CoCoCo: Improving Text-Guided Video Inpainting for Better Consistency, Controllability and Compatibility
Bojia Zi1, Shihao Zhao2, Xianbiao Qi*5, Jianan Wang4, Yukai Shi3, Qianyu Chen1, Bin Liang1, Rong Xiao5, Kam-Fai Wong1, Lei Zhang4
* is corresponding author.
This is the inference code for our paper CoCoCo.

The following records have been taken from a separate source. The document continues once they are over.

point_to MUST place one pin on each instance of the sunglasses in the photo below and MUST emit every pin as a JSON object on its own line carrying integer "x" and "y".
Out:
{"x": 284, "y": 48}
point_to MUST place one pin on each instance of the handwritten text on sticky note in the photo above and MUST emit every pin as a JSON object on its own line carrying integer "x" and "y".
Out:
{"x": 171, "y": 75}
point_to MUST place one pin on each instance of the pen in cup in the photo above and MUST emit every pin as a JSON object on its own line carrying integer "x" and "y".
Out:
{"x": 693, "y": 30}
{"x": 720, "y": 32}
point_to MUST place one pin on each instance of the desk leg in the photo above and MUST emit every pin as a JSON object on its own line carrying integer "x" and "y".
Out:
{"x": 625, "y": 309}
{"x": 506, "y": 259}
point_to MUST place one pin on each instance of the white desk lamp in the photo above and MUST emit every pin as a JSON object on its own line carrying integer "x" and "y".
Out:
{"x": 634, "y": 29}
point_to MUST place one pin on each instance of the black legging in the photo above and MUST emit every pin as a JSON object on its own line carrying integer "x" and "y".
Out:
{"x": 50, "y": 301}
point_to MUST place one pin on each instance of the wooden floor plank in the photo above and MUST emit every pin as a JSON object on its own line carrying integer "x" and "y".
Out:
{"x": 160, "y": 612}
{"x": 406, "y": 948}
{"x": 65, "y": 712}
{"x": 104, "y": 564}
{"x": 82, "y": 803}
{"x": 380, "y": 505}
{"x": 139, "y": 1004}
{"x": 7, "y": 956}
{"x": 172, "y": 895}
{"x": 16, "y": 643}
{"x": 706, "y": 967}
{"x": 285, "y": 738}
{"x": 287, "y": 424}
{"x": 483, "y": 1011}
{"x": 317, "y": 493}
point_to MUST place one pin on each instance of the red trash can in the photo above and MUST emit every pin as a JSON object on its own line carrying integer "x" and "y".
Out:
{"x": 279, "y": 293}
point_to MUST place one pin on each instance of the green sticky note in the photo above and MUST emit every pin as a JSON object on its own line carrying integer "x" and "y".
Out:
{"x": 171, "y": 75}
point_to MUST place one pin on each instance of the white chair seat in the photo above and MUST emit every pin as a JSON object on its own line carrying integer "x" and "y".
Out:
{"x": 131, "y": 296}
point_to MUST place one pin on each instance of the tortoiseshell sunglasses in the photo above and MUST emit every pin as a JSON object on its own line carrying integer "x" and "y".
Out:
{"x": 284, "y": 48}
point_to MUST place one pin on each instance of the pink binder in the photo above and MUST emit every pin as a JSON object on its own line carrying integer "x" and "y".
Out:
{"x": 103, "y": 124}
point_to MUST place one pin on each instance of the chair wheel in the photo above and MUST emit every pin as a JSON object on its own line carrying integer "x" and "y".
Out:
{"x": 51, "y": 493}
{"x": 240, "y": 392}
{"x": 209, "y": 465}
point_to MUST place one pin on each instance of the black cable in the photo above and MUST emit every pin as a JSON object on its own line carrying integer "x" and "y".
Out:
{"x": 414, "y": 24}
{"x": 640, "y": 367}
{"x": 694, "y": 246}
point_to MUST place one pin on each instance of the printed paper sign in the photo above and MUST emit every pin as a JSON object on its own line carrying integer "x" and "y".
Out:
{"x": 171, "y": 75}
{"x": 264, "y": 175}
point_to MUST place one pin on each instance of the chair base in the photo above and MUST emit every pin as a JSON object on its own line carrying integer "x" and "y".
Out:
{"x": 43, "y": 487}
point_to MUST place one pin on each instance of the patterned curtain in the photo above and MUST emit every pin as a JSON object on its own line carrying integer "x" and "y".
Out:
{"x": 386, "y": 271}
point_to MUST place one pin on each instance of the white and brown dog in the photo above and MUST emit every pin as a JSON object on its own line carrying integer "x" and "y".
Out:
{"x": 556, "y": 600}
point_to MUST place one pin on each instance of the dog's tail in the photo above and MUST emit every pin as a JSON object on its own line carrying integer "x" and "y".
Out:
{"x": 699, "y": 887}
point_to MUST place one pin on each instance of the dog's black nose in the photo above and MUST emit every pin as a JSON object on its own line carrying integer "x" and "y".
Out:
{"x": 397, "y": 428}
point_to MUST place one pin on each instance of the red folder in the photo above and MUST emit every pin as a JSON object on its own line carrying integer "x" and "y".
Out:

Orginal | The ocean, the waves ... | The ocean, the waves ... |
Orginal | The river with ice ... | The river with ice ... |
Orginal | Meteor streaking in the sky ... | Meteor streaking in the sky ... |
- Consistent text-guided video inpainting
- By using damped attention, we have decent inpainting visual content
- Higher text controlability
- We have better text controlability
- Personalized video inpainting
- We develop a training-free method to implement personalized video inpainting by leveraging personalized T2Is
- Gradio Demo using SAM2
- We use SAM2 to create Video Inpaint Anything
- Infinite Video Inpainting
- By using the slidding window, you are allowed to inpaint any length videos.
- Controlable Video Inpainting
- By composing with the controlnet, we find that we can inpaint controlable content in the given masked region
- More inpainting tricks will be released soon...
Before install the dependencies, you should check the following requirements to overcome the installation failure.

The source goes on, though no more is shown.